A spear impaled his foot. Not my new boots! Gwil kept ramming his fingers into the seal, pushing until they were pulped. His finger bones were being ground down into little bits. Slivers of his flesh got stuck in the seal.
That was something. He had to get through. He started using his head to ram against the seal. Whether he was trying to rip it open or force his way through, Gwil wasn’t sure.
He clenched his teeth and closed his eyes, screeching like a demon as he spent everything he had. He saw stars. The screaming voices went wild.
Parts of his hands had made it through, but some damnable instinct of self-preservation prevented him from forcing his skull through.
Some irrelevant part of him knew—this was delusion. Nothing but lunatic determination. Yalda’blood bloomed through his darkened vision. It smothered him. The whole World was crushing him. Pins and needles, stabbing everywhere.

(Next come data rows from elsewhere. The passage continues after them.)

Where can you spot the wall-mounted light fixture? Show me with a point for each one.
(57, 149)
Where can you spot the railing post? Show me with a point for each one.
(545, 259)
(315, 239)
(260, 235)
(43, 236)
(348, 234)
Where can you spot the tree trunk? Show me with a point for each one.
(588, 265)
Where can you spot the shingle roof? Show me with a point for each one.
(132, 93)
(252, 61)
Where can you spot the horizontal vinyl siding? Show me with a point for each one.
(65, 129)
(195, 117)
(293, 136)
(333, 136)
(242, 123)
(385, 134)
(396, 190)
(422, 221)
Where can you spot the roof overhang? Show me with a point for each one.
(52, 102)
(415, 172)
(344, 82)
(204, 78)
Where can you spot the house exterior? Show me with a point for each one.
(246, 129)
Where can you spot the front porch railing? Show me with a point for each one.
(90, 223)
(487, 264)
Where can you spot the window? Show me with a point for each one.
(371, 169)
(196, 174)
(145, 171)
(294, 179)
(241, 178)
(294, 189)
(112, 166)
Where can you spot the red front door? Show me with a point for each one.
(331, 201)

Through all the screaming, a single small voice whispered in his mind. His limbs, everything… deflating.
Pop.
Relief, sweet relief. Gwil gasped, felt his lungs balloon at a rush of air. But nothing hurt. He felt great. Shit, did I die?

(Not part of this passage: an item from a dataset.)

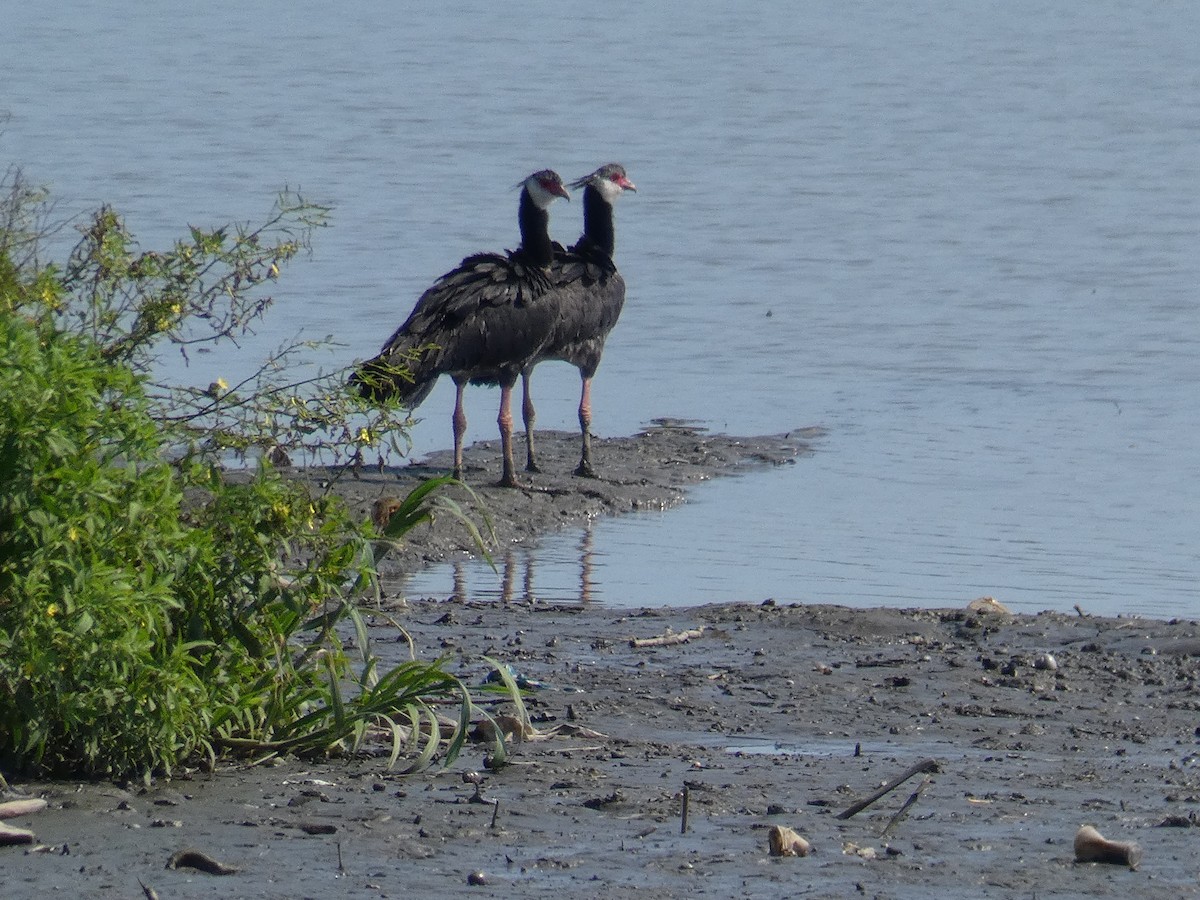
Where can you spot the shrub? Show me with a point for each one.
(153, 609)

Someone was screaming in his ear. And something was jabbing into his chest.
Gwil rubbed his eyes and then found that he was face to face with a masked man. A Podexian. He was the one doing the screaming, and Gwil screamed too.
He was sitting in the man’s lap. Gwil jumped back and smacked his head on something. The space was very cramped.

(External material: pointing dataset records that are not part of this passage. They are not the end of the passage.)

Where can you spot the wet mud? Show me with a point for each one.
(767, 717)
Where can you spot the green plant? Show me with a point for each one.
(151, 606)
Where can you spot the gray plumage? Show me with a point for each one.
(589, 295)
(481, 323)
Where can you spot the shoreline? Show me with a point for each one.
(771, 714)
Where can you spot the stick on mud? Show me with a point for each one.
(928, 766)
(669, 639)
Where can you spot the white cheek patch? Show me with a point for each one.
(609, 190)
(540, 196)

The man began shoving Gwil and trying to hit him. Gwil untangled his arm, ripped the man’s mask off, and then smacked him across the face. That stopped him.
This place was tiny, and everything was shaking. The drill was still whining…
“Ahaha! How did I get in here?” Gwil laughed. “I bet you pissed yourself when I appeared in your lap. Gross. Did you see what happened? Did I teleport? Or turn into string like a meat grinder?”
The man stared, sputtering.
“Do I look normal?” Gwil asked.
Wide-eyed, the man raised his hand and touched his own forehead. Gwil mirrored him and felt a wet flap of flesh. He sort of pasted it back in place and said, “That’s nothing. So, you didn’t see how I did it?”
The man shook his head.
“Can you move over?” Gwil asked, shoving the man and trying to twist himself into a better position. “There’s not much space in here. Hey, how do you drive this thing?”
The man continued sputtering.
“You’re not helpful. Get out of the way.”
Gwil reached above the man and unlocked the hatch, then threw it open. After some shifting around, he got his hands under the driver’s arms. He flung the man up out of the hatch, then pulled it closed.
Settling into the seat, Gwil looked at the mess of cranks and levers and foot pedals and dials and glowing red lights. He began hitting things at random and then craned his neck to see out the tiny sliver of a window.
The tank lurched. The drill sputtered.
He smacked the control panel with both hands. “What the hell am I supposed to do?”